No place to cremate, bury the dead

Residents told the CJP Team that there is no place left for cremation. The single place that was operational on Monday was submerged by June 21. Similarly, many prominent areas like Gopalganj, Neelpara, Public School road, Samsan Road are underwater. For now, Ghosh said local Congress MLA Kamalakhya Dey Purakayasthya and some others made temporary arrangements for cremation places for last rituals.

As per the Assam Disaster Management Authority (ASDMA) report on Thursday, seven out of the 12 deaths reported on that day were confirmed by 4 PM. Two of the deceased were children, one each from Barpeta and Dhubri, while the rest were men from Bajali, Barpeta, Cachar, Dhubri and Tamulpur. All of these deaths were categorised as “flood deaths”.

Unofficial reports claim over a hundred people have lost their lives so far.

Assam’s 33 districts affected

A total of 1,13,485.37 hectares of land has been affected due to the flood. According to Ghosh the flood situation in Assam is worsening day by day.

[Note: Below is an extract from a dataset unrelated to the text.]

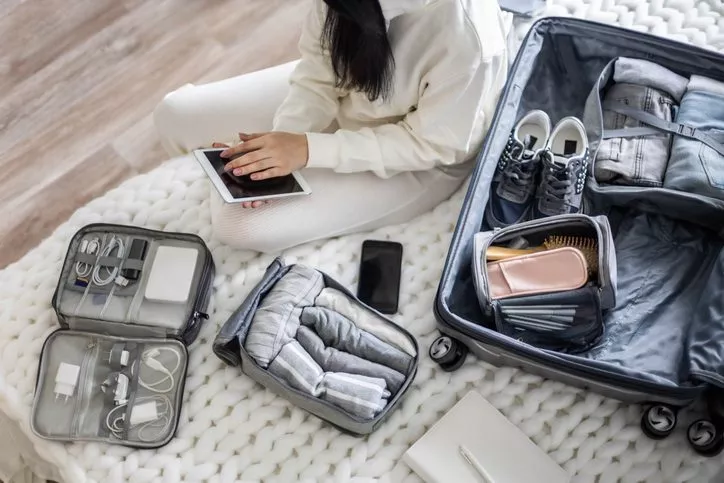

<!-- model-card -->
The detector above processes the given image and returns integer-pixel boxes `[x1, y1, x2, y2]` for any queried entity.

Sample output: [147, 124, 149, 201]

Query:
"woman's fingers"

“Till Thursday, the total number of people affected was 54,57,601 as per the ASDMA. There are 2,71,125 affected people who took shelter in relief camps,” he said.

As per team’s observations, in the Brahmaputra valley area, the worst affected areas include Barpeta with over 11 lakh affected people, followed by around 7 lakh affected people in Kamrup, over 5 lakh affected people each in Dhubri and Nagaon.

As many as 2,07,143 persons in 449 villages of Cachar were affected till June 22 out of which 154 villages are from Katigorah, 85 villages are in Lakhipur, and 98 villages are in Silchar, 76 villages are in Sonai and 36 villages are in Udharbandh. Altogether 129 relief camps were set up in the district. In the Karimganj district, 88,408 persons were affected.

In addition, there was large-scale erosion in Barpeta, Dhubri, Bongaigaon, Chirang, Kokrajhar, Nagaon, Bongaigaon, Goalpara, Morigaon, Baksa, and South Salmara-Mankachar districts. As a result, a lot of agricultural land was washed away along with household animals like cows, goats and so on.

“It is going to badly affect the agriculture sector in Assam,” said Ghosh.

Floods have also made it impossible for pregnant women to go to nearby hospitals for medical treatment. CJP Team recollected how locals in the Baghbar constituency of Barpeta recently demanded that the government provide access to boat ambulances in flood-affected areas. This demand came after a pregnant woman was referred from Mandiya hospital to another place for treatment. At the time, local MLA Sherman Ali helped the woman reach the other hospital.

Reacting to all this, Congress MP Gourab Gogoi said, “The BJP has gone blind for power. There are floods in Assam. The Prime Minister should visit the state and announce special package. But he is busy toppling the government of Maharashtra or in Gujarat elections[sic].”

Aside from the government, there is something to be said about the apathy of the media that has altogether ignored the flood situation in north-east India.

What is the mainstream media covering?

All one can see on TV channels and newspaper headlines nowadays is the recent possible-toppling of the Maharashtra government, the scandal regarding the party-change of 40 MLAs and if there is some extra time left, some coverage of Agnipath reports. Yet, barely any prime-time slot in recent days has been dedicated to the state of the people in Assam, Meghalaya, Tripura and Mizoram.

Summary reports from NDTV show that 18 people died in Meghalaya in this week alone. Two of its regions, Mawsynram and Cherrapunji, received their highest rainfall since 1940. Around a week ago, the state government had asked for fiscal assistance of ₹ 300 cr. A portion of NH6 at Lum Shnong in East Jaintia Hills was damaged.

The TV channel reported how multiple landslides in the area had disrupted the land commute between Jaintia Hills in Meghalaya to three neighbouring states of Assam, Mizoram, and Tripura. Similarly, water from Subansiri river in Arunachal Pradesh submerged a dam that was under construction for a hydroelectric power project. Yet, a large section of the media has turned a blind eye to this.